I want to refer back here to Jared Yates Sexton’s insight, a few days after the election, that Trump and his enablers were, to use the relevant wrestling terminology, engaging in a “work” that was likely to morph into a “shoot” eventually. This does seems to have happened in Trump’s case specifically, with one result being that the vast majority of Republicans now believe that the election was in fact stolen.

By the way I’m continually struck by the apparent insouciance of some LGM commenters regarding all this. Their attitude seems to be that it’s just one of those quirky little things about Donald Trump that he’s a delusional autocrat who has no intention of leaving office because he now truly — or “truly” — believes that the election was stolen. I mean he can’t stay, so what’s the problem?

The problem, it seems to me, is that neither Trump nor much more important the tens of millions of Americans who now actually do believe the election was stolen are going anywhere for the foreseeable future, so the fact that Trump won’t be president as of January 20th is not the only relevant consideration here by a long shot.

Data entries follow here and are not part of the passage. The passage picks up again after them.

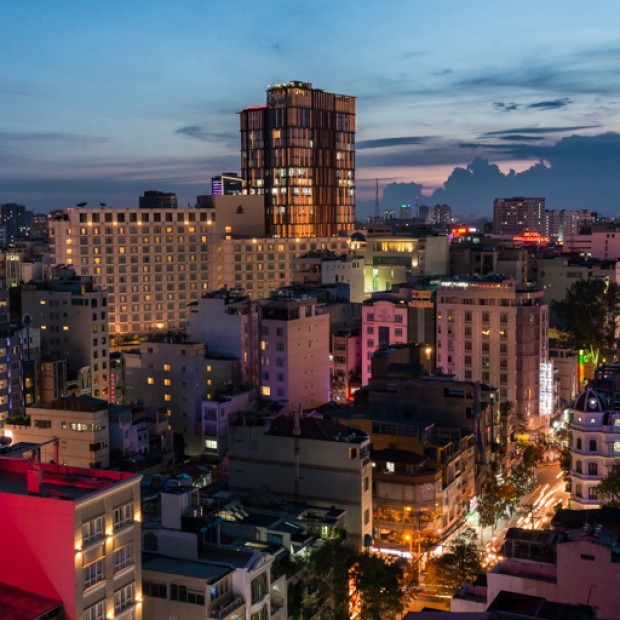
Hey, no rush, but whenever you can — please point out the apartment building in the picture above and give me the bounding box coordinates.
[229,416,373,548]
[21,268,110,399]
[493,196,547,235]
[361,285,436,385]
[216,237,350,299]
[331,328,362,402]
[185,288,259,385]
[49,207,217,338]
[437,276,549,429]
[239,81,355,237]
[0,455,142,620]
[372,428,476,547]
[142,487,287,620]
[259,297,330,410]
[351,227,450,284]
[569,364,620,508]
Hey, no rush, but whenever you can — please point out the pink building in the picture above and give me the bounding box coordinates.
[0,456,142,620]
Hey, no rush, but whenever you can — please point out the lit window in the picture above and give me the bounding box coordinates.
[113,504,133,530]
[82,560,103,589]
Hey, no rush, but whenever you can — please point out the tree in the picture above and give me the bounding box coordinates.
[306,540,355,620]
[596,467,620,507]
[350,553,405,620]
[560,446,572,480]
[478,476,519,528]
[553,279,620,365]
[426,542,482,594]
[508,463,532,497]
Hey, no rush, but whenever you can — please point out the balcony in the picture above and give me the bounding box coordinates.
[211,596,245,620]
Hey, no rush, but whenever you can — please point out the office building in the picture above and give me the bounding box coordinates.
[50,207,217,340]
[211,172,244,196]
[240,81,355,237]
[259,298,330,410]
[210,235,349,299]
[437,276,549,429]
[21,268,109,399]
[361,285,436,385]
[0,456,142,620]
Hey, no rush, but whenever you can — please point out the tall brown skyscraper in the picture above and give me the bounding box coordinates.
[241,82,355,237]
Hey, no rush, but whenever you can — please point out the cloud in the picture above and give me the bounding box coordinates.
[355,136,431,150]
[174,125,230,142]
[493,101,521,112]
[0,131,110,144]
[527,97,575,110]
[493,97,575,112]
[370,132,620,217]
[482,125,600,136]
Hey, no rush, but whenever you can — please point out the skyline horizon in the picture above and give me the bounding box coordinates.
[0,0,620,215]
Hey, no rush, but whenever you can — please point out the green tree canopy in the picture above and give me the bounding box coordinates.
[351,553,405,620]
[426,542,483,594]
[303,540,406,620]
[553,279,620,364]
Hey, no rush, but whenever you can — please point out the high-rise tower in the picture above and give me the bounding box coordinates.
[241,82,355,237]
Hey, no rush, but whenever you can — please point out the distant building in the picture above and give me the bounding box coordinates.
[138,190,179,209]
[240,81,355,237]
[569,364,620,508]
[493,196,547,235]
[0,203,34,245]
[361,285,436,385]
[21,268,110,399]
[211,172,244,196]
[0,452,142,620]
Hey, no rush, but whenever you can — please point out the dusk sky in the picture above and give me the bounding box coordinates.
[0,0,620,216]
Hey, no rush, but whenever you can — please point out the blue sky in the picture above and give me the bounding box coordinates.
[0,0,620,215]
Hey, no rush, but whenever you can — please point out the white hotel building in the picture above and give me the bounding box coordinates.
[437,276,549,429]
[49,205,349,337]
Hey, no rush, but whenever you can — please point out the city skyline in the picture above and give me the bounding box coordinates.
[0,0,620,216]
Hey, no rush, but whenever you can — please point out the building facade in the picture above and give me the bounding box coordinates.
[0,457,142,620]
[229,416,372,548]
[240,81,355,237]
[50,207,217,338]
[569,366,620,508]
[437,277,549,429]
[21,269,110,399]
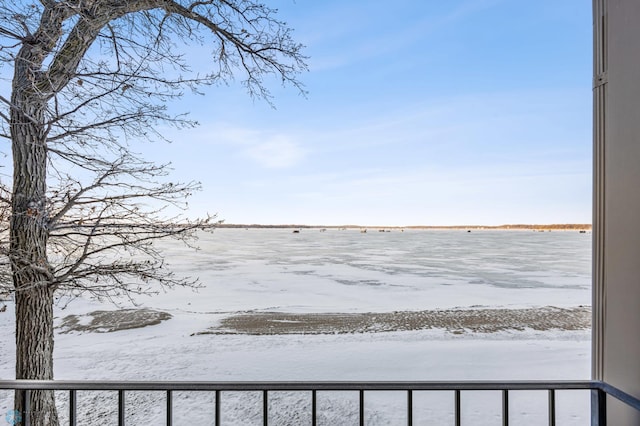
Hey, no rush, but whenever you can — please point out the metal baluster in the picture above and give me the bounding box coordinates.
[22,389,31,426]
[549,389,556,426]
[454,389,461,426]
[167,390,173,426]
[118,389,124,426]
[311,389,318,426]
[69,389,76,426]
[502,389,509,426]
[407,389,413,426]
[360,390,364,426]
[262,390,269,426]
[214,390,220,426]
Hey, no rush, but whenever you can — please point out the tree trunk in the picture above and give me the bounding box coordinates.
[10,47,58,426]
[14,287,58,426]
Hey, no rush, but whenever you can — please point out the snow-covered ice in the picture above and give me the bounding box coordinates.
[0,229,591,425]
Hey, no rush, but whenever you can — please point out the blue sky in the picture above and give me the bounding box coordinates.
[154,0,591,225]
[43,0,592,225]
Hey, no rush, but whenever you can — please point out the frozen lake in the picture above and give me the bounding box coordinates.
[0,229,591,425]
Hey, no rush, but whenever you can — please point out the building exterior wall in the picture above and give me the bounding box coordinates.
[593,0,640,425]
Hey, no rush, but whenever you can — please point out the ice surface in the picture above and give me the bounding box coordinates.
[0,229,591,425]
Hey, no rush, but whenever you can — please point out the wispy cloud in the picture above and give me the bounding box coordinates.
[244,135,305,169]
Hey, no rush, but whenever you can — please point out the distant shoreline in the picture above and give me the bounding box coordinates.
[215,223,592,231]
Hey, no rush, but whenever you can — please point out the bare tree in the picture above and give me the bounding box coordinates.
[0,0,306,425]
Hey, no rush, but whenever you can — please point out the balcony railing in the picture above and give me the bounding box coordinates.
[0,380,640,426]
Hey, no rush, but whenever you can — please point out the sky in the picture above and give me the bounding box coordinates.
[5,0,592,226]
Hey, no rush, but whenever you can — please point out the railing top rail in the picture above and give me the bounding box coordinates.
[0,380,596,391]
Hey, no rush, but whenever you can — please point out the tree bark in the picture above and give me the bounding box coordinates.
[9,40,58,426]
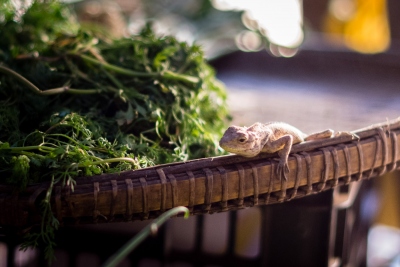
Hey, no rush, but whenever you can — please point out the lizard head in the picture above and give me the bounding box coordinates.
[219,126,262,157]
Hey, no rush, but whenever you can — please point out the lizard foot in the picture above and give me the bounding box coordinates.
[276,161,290,181]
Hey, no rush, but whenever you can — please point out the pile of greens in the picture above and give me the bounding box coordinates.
[0,0,228,262]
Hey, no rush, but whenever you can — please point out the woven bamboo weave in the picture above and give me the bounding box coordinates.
[0,119,400,226]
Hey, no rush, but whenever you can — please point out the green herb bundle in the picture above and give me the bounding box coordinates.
[0,0,228,262]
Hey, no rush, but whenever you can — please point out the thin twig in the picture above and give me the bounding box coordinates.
[0,65,101,95]
[103,206,189,267]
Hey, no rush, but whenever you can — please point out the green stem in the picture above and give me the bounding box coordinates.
[5,146,55,152]
[103,206,189,267]
[0,65,101,95]
[78,158,136,167]
[69,52,199,83]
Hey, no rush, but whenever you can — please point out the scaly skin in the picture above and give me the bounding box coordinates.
[219,122,333,180]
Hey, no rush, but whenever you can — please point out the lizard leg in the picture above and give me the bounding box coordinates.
[304,129,333,141]
[266,135,293,180]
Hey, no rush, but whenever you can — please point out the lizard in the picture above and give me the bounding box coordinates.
[219,122,351,180]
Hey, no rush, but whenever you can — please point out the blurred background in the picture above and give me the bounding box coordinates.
[0,0,400,267]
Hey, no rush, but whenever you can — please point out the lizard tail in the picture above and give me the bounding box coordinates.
[304,129,333,141]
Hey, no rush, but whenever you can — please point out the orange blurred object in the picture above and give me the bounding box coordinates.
[324,0,390,54]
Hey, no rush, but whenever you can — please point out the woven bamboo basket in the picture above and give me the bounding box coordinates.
[0,118,400,227]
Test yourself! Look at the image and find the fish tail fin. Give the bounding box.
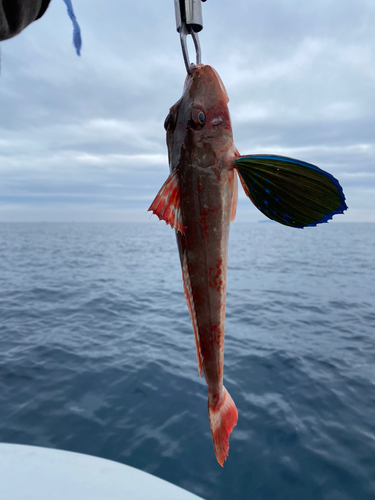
[208,387,238,467]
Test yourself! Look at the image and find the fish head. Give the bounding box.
[164,64,234,171]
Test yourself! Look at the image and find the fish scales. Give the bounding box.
[149,64,347,466]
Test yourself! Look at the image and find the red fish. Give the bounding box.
[149,64,347,466]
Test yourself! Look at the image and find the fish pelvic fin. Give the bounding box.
[148,172,184,234]
[182,253,203,376]
[208,387,238,467]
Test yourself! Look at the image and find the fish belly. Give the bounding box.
[176,164,237,465]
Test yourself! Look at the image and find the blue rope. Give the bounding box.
[63,0,82,56]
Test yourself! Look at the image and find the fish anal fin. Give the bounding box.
[182,253,203,376]
[208,387,238,467]
[148,172,184,233]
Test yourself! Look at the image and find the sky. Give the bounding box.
[0,0,375,222]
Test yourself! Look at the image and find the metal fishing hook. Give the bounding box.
[174,0,206,75]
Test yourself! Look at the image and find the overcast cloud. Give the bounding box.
[0,0,375,222]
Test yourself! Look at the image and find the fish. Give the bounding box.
[149,64,347,466]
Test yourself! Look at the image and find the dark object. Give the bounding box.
[234,155,348,228]
[0,0,50,41]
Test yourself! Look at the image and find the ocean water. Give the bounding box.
[0,223,375,500]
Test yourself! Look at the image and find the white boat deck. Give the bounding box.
[0,443,206,500]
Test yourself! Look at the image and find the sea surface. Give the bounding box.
[0,223,375,500]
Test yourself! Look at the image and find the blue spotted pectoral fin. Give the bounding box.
[234,155,348,228]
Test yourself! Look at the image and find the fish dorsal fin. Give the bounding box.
[182,252,203,376]
[234,155,348,228]
[148,171,184,233]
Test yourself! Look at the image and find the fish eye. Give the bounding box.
[191,109,206,127]
[164,112,176,132]
[198,111,206,126]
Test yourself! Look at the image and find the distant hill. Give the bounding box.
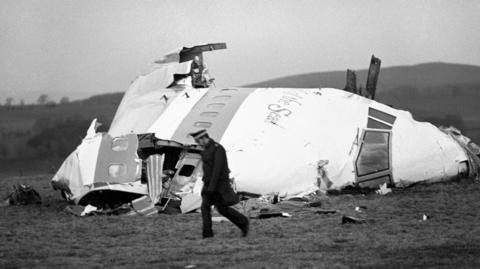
[0,63,480,175]
[247,62,480,92]
[246,62,480,143]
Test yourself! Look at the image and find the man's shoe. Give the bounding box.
[203,233,213,239]
[242,219,250,237]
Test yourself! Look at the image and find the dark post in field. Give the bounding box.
[343,69,357,93]
[366,55,382,100]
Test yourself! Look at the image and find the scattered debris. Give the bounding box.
[129,195,158,216]
[315,209,337,215]
[376,183,392,195]
[80,205,98,217]
[305,201,322,207]
[342,215,367,224]
[355,205,367,212]
[420,214,432,221]
[1,184,42,206]
[212,216,228,222]
[257,212,292,219]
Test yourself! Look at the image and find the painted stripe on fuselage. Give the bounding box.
[171,88,256,144]
[148,88,208,140]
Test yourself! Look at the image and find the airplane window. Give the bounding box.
[367,118,392,130]
[213,95,232,101]
[360,175,392,188]
[108,164,127,178]
[178,164,195,177]
[207,103,225,109]
[112,137,128,151]
[200,111,218,118]
[355,131,390,176]
[193,121,212,128]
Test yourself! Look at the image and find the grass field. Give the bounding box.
[0,175,480,268]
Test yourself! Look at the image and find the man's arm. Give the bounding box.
[208,146,227,191]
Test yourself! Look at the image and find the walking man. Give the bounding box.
[190,129,249,238]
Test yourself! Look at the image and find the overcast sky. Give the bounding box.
[0,0,480,103]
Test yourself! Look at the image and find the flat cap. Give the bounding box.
[188,129,208,140]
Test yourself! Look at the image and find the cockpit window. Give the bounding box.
[112,137,128,151]
[355,130,390,177]
[108,164,127,178]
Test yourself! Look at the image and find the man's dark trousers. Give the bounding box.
[202,192,248,237]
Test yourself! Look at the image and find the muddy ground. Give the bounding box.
[0,175,480,268]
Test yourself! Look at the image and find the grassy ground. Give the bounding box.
[0,176,480,268]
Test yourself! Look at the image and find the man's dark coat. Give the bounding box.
[202,139,238,205]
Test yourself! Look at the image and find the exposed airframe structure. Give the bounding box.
[52,43,478,204]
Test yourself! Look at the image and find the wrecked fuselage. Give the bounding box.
[52,45,480,206]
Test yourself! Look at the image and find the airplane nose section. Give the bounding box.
[392,112,469,186]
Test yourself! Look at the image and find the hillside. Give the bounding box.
[0,63,480,174]
[247,63,480,92]
[247,63,480,143]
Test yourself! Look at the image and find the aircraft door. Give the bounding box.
[355,129,393,188]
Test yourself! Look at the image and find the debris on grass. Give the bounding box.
[315,209,337,215]
[1,183,42,206]
[376,183,392,195]
[342,215,367,224]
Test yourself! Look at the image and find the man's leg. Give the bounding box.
[201,195,213,238]
[214,196,249,236]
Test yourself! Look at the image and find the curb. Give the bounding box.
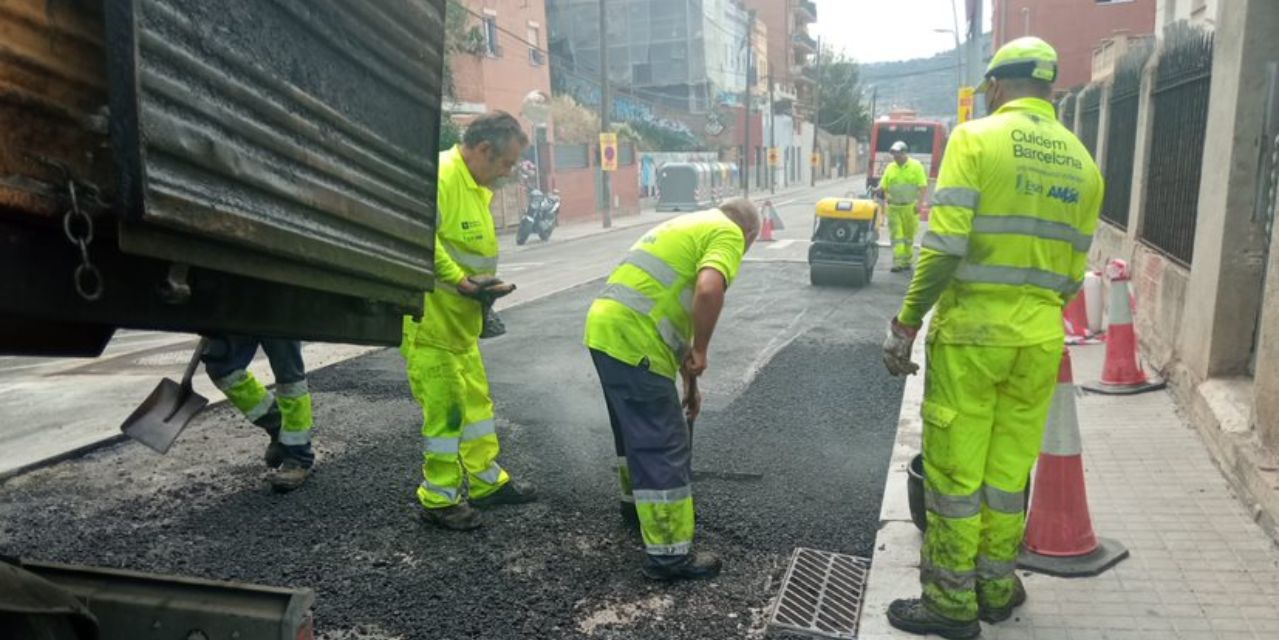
[857,316,931,640]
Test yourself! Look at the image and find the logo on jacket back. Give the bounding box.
[1048,187,1079,205]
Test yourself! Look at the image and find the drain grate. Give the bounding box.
[769,547,871,639]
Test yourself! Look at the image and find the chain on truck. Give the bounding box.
[0,0,445,640]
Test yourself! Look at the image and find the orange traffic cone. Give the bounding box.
[1062,291,1092,344]
[1083,260,1165,396]
[760,202,774,242]
[1017,349,1128,577]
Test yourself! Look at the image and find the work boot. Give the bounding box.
[422,502,483,531]
[267,443,316,493]
[888,598,981,640]
[471,480,537,508]
[253,404,285,468]
[642,552,724,581]
[978,576,1026,625]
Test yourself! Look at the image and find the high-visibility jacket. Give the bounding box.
[880,157,929,205]
[585,209,746,379]
[899,99,1102,347]
[404,147,498,353]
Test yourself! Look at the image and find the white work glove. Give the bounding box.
[884,317,920,375]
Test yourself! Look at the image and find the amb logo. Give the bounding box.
[1048,187,1079,205]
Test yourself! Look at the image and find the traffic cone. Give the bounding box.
[1062,291,1092,344]
[760,202,774,242]
[1017,349,1128,577]
[1083,260,1165,396]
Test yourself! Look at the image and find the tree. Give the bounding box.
[817,47,870,138]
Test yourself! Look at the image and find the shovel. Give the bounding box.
[120,338,208,453]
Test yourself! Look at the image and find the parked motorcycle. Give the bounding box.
[515,189,560,244]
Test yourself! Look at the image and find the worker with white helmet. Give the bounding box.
[880,140,929,273]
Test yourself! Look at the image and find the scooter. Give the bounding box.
[515,189,560,246]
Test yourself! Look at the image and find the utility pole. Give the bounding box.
[742,9,755,197]
[767,67,778,193]
[968,3,986,87]
[808,37,821,187]
[596,0,613,229]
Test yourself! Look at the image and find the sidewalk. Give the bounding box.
[858,340,1279,640]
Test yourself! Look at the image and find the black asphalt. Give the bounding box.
[0,262,904,639]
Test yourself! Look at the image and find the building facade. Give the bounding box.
[991,0,1161,90]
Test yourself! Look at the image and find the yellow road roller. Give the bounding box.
[808,197,879,287]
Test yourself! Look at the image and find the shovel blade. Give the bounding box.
[120,378,208,453]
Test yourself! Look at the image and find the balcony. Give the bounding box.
[796,0,817,23]
[790,32,817,54]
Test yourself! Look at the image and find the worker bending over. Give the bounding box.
[585,198,760,580]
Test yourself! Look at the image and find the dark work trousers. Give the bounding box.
[591,349,694,564]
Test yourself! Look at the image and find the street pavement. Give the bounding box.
[0,178,863,479]
[0,176,906,639]
[859,332,1279,640]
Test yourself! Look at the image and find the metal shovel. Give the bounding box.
[120,338,208,453]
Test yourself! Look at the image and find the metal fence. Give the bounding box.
[1101,46,1151,229]
[1079,86,1101,157]
[1138,23,1212,266]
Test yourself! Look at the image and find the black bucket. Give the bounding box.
[906,453,1031,531]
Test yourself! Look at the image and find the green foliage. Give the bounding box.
[817,49,870,140]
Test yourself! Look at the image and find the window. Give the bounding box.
[483,14,501,58]
[528,22,546,67]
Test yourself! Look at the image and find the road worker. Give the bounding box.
[201,335,316,492]
[884,37,1102,639]
[585,198,760,580]
[400,111,537,530]
[880,140,929,273]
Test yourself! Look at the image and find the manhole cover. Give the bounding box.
[769,547,871,639]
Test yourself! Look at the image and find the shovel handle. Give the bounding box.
[182,337,208,389]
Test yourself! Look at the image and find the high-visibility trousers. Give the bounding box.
[591,349,694,564]
[201,335,313,445]
[888,202,920,268]
[403,344,510,508]
[920,340,1063,621]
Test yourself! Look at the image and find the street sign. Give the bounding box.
[959,87,975,124]
[600,133,618,172]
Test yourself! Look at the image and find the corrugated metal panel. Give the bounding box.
[106,0,444,305]
[0,0,111,218]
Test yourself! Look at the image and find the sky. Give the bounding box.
[808,0,990,63]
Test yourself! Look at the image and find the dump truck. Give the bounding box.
[0,0,445,632]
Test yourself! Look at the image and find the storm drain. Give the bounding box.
[769,547,871,639]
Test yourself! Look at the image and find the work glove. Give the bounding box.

In any case, the person I was speaking with, who doesn’t want to be identified because of their involvement with the Biden transition, pitched the following idea to me: Trump should be impeached again, immediately. (I believe as a practical matter this would have to wait until January 3rd, when the new Congress convenes).

Their argument was straightforward: Trump is still president, and what Trump has been doing to attempt to overturn and discredit the election makes him as much or more deserving of impeachment and removal as anything any president of the United States has ever done, including, remarkably enough, himself. So why not do it? Why not force the Republicans in the House and in the Senate to go on the record in regard to whether they believe attempting to overthrow the government via a judicial and/or military coup is an impeachable offense?

This will not, of course, “work” in the sense that Trump will be removed from office, but it will emphasize that what Trump has been doing for the past several weeks is or rather should be utterly beyond the pale. (The most discouraging aspect of our current political situation is that nothing Trump has done since the election has been surprising in any way, yet more than 74 million Americans voted for him, and it appears practically all of them would vote for him again if given the chance).

What, my correspondent pressed me, is the argument against doing this? It’s a good question.